The 3rd congressional districts in Maryland and Virginia are roughly 200 miles apart — depending on which part of their ungainly boundaries one takes as a starting point — and, on the surface, seem to have little in common. Virginia’s 3rd stretches from Norfolk to Richmond. Maryland’s 3rd, with contours often likened to a blood spatter, incorporates parts of Baltimore City, as well as parts of Anne Arundel (including Annapolis), Baltimore, Howard and Montgomery counties. What they share is a genesis in bald-faced gerrymandering contrived by politicians intent on manipulating electoral maps to their advantage by hand-picking their own voters. Democrats are the culprits in Maryland’s case; Republicans did the deed in Virginia. Encouragingly, there are signs that the jig may be up, or that at least it is facing more pressure than ever before.

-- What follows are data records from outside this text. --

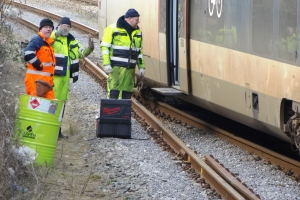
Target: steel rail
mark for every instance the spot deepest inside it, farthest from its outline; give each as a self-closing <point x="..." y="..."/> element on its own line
<point x="211" y="177"/>
<point x="94" y="33"/>
<point x="92" y="2"/>
<point x="288" y="165"/>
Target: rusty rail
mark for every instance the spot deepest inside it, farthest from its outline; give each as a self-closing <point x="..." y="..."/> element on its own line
<point x="94" y="33"/>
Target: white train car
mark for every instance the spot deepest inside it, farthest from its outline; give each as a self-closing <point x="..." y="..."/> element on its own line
<point x="237" y="58"/>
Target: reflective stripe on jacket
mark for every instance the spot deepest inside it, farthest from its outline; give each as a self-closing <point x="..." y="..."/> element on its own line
<point x="68" y="51"/>
<point x="120" y="49"/>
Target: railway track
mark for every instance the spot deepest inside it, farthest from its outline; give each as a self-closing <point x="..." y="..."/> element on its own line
<point x="94" y="33"/>
<point x="213" y="172"/>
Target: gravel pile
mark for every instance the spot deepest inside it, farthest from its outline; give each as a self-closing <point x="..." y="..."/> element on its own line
<point x="140" y="168"/>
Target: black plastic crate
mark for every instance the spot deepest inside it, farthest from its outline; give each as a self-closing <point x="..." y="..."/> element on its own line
<point x="115" y="118"/>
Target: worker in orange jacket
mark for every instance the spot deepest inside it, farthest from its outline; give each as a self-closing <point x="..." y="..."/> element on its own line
<point x="40" y="61"/>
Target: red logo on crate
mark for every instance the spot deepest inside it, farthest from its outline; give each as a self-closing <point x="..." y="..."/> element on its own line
<point x="34" y="103"/>
<point x="110" y="111"/>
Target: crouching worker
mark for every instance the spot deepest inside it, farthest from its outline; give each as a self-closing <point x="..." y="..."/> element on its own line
<point x="40" y="61"/>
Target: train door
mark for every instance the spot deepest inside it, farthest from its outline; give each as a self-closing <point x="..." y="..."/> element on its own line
<point x="173" y="45"/>
<point x="177" y="44"/>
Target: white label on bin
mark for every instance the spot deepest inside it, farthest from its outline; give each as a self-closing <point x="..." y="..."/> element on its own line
<point x="42" y="105"/>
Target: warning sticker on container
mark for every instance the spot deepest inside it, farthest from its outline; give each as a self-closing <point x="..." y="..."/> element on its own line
<point x="42" y="105"/>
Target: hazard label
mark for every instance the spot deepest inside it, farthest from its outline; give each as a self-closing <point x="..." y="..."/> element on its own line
<point x="42" y="105"/>
<point x="34" y="103"/>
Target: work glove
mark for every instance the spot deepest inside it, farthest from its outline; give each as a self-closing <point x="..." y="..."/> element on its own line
<point x="141" y="71"/>
<point x="91" y="44"/>
<point x="107" y="69"/>
<point x="59" y="32"/>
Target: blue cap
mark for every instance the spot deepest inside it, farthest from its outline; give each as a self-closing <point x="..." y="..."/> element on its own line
<point x="131" y="13"/>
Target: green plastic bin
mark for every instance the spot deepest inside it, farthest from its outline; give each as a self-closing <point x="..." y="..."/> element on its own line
<point x="37" y="125"/>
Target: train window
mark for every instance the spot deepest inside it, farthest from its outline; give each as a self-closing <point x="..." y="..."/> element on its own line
<point x="197" y="14"/>
<point x="163" y="15"/>
<point x="214" y="22"/>
<point x="287" y="40"/>
<point x="262" y="26"/>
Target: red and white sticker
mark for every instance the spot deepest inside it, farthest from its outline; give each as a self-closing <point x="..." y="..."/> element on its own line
<point x="34" y="103"/>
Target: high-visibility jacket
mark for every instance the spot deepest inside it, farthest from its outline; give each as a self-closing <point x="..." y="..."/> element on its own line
<point x="39" y="53"/>
<point x="68" y="51"/>
<point x="123" y="52"/>
<point x="120" y="49"/>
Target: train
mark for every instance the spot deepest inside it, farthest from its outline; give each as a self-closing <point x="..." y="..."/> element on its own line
<point x="237" y="58"/>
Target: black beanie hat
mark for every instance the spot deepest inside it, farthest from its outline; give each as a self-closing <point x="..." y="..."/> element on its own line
<point x="46" y="22"/>
<point x="131" y="13"/>
<point x="65" y="20"/>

Prodded by the judiciary, Virginia’s Democratic governor, Terry McAuliffe, and Maryland’s Republican governor, Larry Hogan, are moving toward some version of redistricting reform. In both cases, that would be a blow to the good-old boys in the state capitals and Congress, and a favor to voters, whose say in elections has been subjugated to partisan interests.

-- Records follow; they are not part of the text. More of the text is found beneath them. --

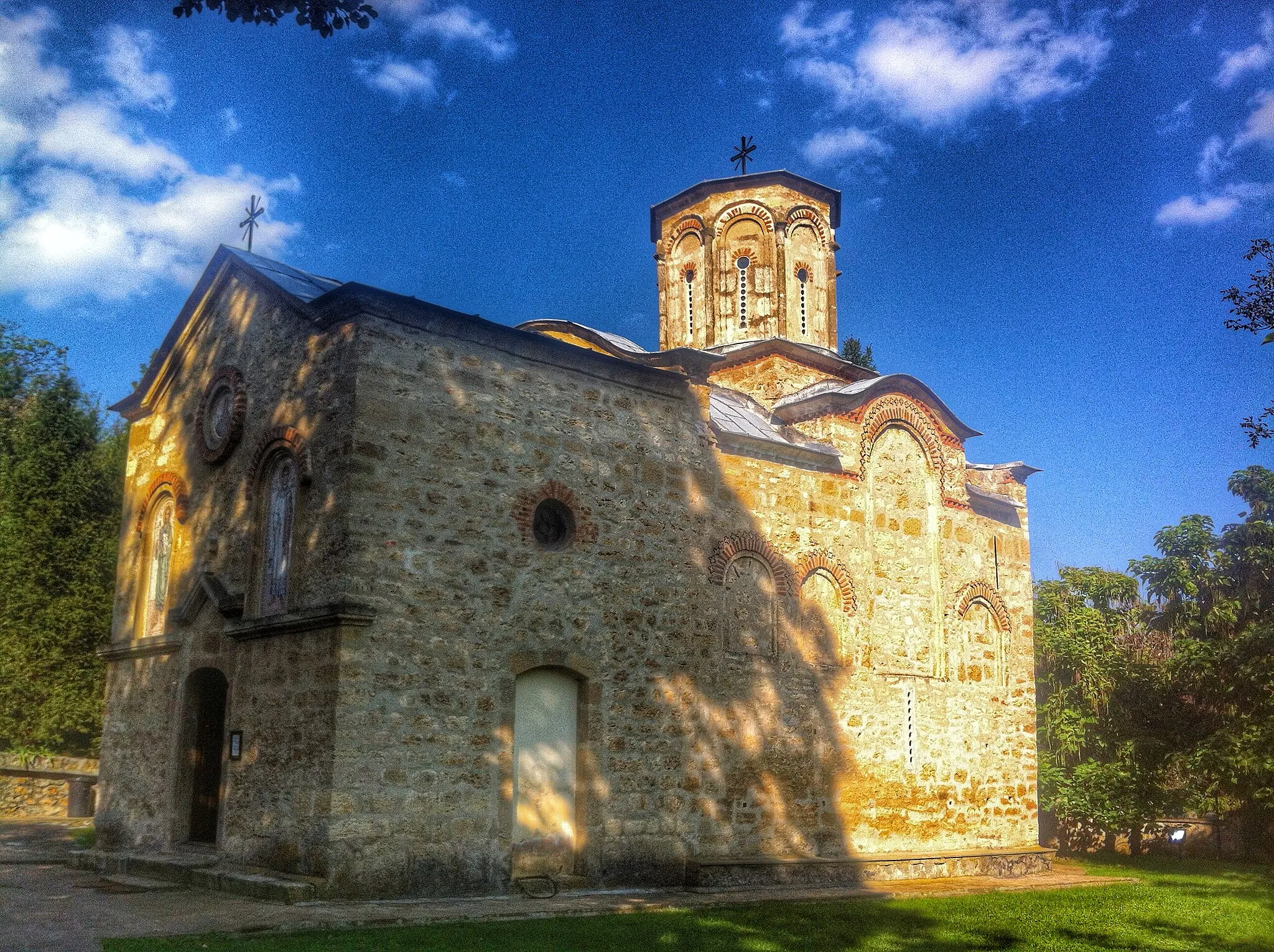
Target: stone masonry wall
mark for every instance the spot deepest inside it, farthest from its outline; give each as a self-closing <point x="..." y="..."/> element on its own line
<point x="282" y="689"/>
<point x="687" y="749"/>
<point x="36" y="797"/>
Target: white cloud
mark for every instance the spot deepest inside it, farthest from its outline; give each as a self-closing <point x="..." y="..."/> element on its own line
<point x="90" y="204"/>
<point x="399" y="78"/>
<point x="1254" y="59"/>
<point x="92" y="136"/>
<point x="937" y="63"/>
<point x="1213" y="160"/>
<point x="1260" y="124"/>
<point x="798" y="34"/>
<point x="834" y="146"/>
<point x="125" y="63"/>
<point x="454" y="23"/>
<point x="1190" y="210"/>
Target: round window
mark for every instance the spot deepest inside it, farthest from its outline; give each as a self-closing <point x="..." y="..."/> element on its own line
<point x="221" y="416"/>
<point x="217" y="422"/>
<point x="553" y="524"/>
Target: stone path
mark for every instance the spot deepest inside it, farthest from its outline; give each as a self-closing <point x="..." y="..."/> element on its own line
<point x="47" y="907"/>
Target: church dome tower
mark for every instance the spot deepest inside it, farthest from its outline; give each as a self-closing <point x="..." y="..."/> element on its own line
<point x="747" y="258"/>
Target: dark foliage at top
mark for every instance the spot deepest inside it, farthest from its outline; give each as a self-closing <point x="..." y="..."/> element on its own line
<point x="1254" y="311"/>
<point x="324" y="16"/>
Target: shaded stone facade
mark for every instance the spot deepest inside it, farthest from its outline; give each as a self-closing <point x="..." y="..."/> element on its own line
<point x="797" y="622"/>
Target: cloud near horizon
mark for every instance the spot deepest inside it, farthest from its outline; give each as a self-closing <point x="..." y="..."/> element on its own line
<point x="90" y="204"/>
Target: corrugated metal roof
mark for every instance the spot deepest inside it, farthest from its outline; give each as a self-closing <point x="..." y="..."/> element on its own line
<point x="300" y="284"/>
<point x="734" y="413"/>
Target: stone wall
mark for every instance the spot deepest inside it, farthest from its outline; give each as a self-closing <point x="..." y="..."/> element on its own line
<point x="37" y="797"/>
<point x="694" y="747"/>
<point x="282" y="688"/>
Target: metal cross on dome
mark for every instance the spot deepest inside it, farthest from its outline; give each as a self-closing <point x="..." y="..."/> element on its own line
<point x="249" y="225"/>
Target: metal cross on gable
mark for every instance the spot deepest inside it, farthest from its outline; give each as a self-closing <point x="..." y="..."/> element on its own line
<point x="249" y="225"/>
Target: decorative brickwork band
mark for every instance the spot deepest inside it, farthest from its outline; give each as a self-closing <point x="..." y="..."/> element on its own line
<point x="281" y="440"/>
<point x="808" y="216"/>
<point x="896" y="409"/>
<point x="752" y="209"/>
<point x="758" y="546"/>
<point x="981" y="592"/>
<point x="216" y="447"/>
<point x="172" y="483"/>
<point x="822" y="559"/>
<point x="526" y="501"/>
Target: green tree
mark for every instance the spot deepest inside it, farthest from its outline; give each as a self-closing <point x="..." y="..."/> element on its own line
<point x="1254" y="312"/>
<point x="854" y="352"/>
<point x="1105" y="742"/>
<point x="1214" y="595"/>
<point x="323" y="16"/>
<point x="60" y="481"/>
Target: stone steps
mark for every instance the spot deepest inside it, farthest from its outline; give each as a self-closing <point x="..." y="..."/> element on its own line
<point x="198" y="870"/>
<point x="711" y="875"/>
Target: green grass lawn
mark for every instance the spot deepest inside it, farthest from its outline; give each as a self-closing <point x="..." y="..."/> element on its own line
<point x="1178" y="905"/>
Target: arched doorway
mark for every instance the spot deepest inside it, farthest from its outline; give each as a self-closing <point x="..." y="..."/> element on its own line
<point x="546" y="744"/>
<point x="205" y="706"/>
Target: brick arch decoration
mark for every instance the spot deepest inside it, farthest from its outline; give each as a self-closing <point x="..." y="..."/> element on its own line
<point x="281" y="439"/>
<point x="822" y="559"/>
<point x="691" y="223"/>
<point x="755" y="544"/>
<point x="804" y="215"/>
<point x="172" y="483"/>
<point x="526" y="501"/>
<point x="985" y="594"/>
<point x="895" y="409"/>
<point x="753" y="209"/>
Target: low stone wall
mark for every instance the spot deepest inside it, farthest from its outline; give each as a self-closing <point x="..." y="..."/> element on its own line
<point x="39" y="797"/>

Both Mr. McAuliffe and Mr. Hogan are on record as backing redistricting reform to minimize political shenanigans when their state legislatures redraw electoral lines after each decennial census. Each faces a state legislature dominated by the opposing party. And each can convincingly make the argument that the timing is right to shift the responsibility of drawing electoral maps to a bipartisan or nonpartisan commission.